Malka invita a reflexionar sobre cuestiones profundas, como la naturaleza del fanatismo, el papel de la religión en la sociedad contemporánea y los límites de la tolerancia. A la vez que rinde homenaje a los colaboradores de Charlie Hebdo asesinados en los atentados y muestra cómo su legado continúa inspirando la lucha por la libertad de expresión, denuncia el relativismo cultural que, en nombre de la tolerancia, justifica cualquier atentado contra la libertad de expresión y aboga por el uso de la razón y la crítica como herramientas para combatir la intolerancia y el fanatismo. Invita a reflexionar sobre la importancia de defender nuestros valores y a no ceder ante las amenazas de los intolerantes, y defiende con vehemencia un principio fundamental de cualquier democracia.
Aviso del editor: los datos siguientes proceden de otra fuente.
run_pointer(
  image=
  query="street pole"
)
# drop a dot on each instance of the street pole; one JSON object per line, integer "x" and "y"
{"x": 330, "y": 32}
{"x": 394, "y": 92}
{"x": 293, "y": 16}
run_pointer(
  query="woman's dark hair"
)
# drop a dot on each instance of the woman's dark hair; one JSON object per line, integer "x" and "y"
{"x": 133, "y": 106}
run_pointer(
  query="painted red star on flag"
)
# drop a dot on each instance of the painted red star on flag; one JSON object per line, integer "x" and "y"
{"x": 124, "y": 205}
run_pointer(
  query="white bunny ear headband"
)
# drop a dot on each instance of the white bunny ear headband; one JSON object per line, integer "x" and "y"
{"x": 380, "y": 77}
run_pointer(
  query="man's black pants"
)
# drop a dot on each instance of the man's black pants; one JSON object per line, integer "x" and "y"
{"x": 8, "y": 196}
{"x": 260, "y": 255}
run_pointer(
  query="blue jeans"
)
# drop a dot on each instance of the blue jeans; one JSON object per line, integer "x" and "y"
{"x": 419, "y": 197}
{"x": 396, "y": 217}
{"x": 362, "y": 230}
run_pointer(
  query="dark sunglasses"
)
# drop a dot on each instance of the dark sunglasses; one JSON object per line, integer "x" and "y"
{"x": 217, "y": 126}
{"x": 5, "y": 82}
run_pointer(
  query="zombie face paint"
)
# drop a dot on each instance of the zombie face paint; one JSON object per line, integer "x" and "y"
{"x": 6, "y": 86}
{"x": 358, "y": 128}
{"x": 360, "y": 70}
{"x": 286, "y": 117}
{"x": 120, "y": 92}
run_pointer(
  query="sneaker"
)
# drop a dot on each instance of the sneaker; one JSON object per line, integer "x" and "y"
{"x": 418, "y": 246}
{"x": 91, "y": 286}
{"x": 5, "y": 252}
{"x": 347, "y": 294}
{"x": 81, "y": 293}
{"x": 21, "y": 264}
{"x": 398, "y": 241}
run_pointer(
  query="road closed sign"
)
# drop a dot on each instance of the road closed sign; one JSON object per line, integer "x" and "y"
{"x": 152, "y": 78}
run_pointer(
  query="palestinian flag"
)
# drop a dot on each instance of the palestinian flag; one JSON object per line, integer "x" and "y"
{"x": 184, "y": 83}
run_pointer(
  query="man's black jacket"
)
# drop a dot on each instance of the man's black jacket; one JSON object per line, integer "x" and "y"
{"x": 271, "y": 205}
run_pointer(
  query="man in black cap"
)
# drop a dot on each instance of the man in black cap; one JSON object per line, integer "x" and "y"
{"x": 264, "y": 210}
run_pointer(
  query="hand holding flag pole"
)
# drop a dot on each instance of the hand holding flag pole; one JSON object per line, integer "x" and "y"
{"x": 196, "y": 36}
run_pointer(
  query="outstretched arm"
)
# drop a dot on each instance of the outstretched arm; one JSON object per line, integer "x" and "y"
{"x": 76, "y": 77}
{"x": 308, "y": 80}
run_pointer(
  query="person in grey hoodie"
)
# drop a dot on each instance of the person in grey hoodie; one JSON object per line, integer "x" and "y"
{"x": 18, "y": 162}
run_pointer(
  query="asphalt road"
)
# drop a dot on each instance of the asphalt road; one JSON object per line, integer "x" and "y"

Su argumentación es clara y directa, y deja poco espacio para la ambigüedad.
Aunque es fundamental defender la libertad de expresión, es importante reconocer que este derecho no es absoluto y que debe ser equilibrado con otros derechos, como el derecho al honor y a la dignidad. Sin embargo, es importante leerlo de manera crítica, teniendo en cuenta las limitaciones de su enfoque y la complejidad de los temas que aborda. Por ahora, hemos de tener claro un punto, que es el encargado de dividir las opiniones y la causa de decisiones muchas veces horrendas y criminales, y partamos de un detalle simple y elemental, que podría resolver estos conflictos: así como una persona puede desgañitarse con frases a favor de su líder, otra persona puede ponerse una camiseta con símbolos de otro líder, y ninguna de las dos tiene por qué agredir a la otra; así como una persona tiene el derecho de proclamar su fe en el dios de los cristianos, otra persona tiene el derecho de abstenerse de rituales en los que no cree, y ninguna de las dos tiene que agredir a la otra. A partir de este principio, podríamos comenzar a discutir, pero —insisto— no hay argumentos ni capacidad de discusión, y sí mucha intolerancia.